To make sure run() always has stuff to do, you assign handlers. So for example, if you were setting up a tcp server, you would create a server socket (and reference the io_service), call the listen method, and then call io_service.run().
 
Important to note that calling the listen method by itself doesn't actually do anything - it just registers a handler with the io_service. it's not until you call run() that anything happens.
 
When a client connects, your handler is called and you accept the connection. But now your listen method has invoked its handler, there is no more work to do, and as soon as your handler is finished, the run() method would exit.

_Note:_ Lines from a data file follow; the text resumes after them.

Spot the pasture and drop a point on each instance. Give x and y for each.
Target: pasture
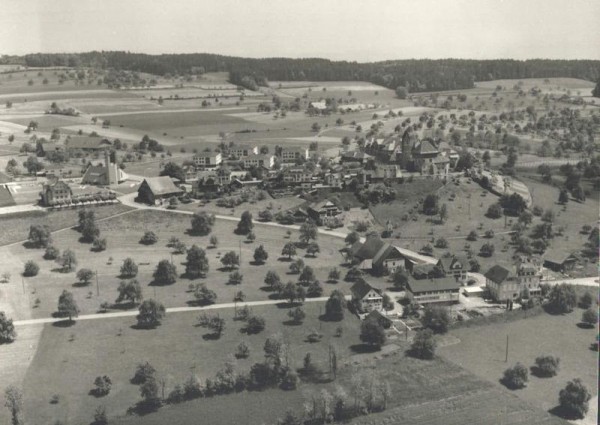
(481, 349)
(123, 234)
(69, 358)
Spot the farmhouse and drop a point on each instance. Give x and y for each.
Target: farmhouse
(56, 192)
(154, 189)
(265, 161)
(297, 176)
(106, 175)
(358, 157)
(375, 254)
(365, 297)
(291, 155)
(87, 143)
(428, 291)
(505, 284)
(454, 266)
(323, 209)
(239, 151)
(207, 160)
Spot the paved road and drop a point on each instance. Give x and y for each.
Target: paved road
(130, 313)
(129, 201)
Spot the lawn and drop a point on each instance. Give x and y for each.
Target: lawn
(482, 350)
(15, 227)
(123, 234)
(68, 359)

So, if you wanted your app to keep going, you need to register another handler - usually by registering another listen() handler.
 
The same goes for read()/write() handlers. If you read something from a socket, generally you'll want to register another read() handler so it can read more when it arrives.
 
And this is where shared_ptrs are just a little bit useful, but may not be all that useful in our case. The shared_ptr just makes sure that a pointer to the Core::Connection (or whatever object we have) doesn't go out of scope and die. If your server didnt maintain a list of active connections (and we werent using shared ptrs) then once you registered a handler for a particular connection (with "this"), then as soon as that method ended, your Connection object goes out of scope. Problem is that when the handler is actually called, the object it is working on is dead, and that's a crash (smiley)
 
In our case though, the only place we are using boost::asio at the moment is for client sockets, so we don't really need to worry about multiple connections, etc. We just hold references to socket objects that won't fall out of scope anywhere, and we then don't need shared_ptrs.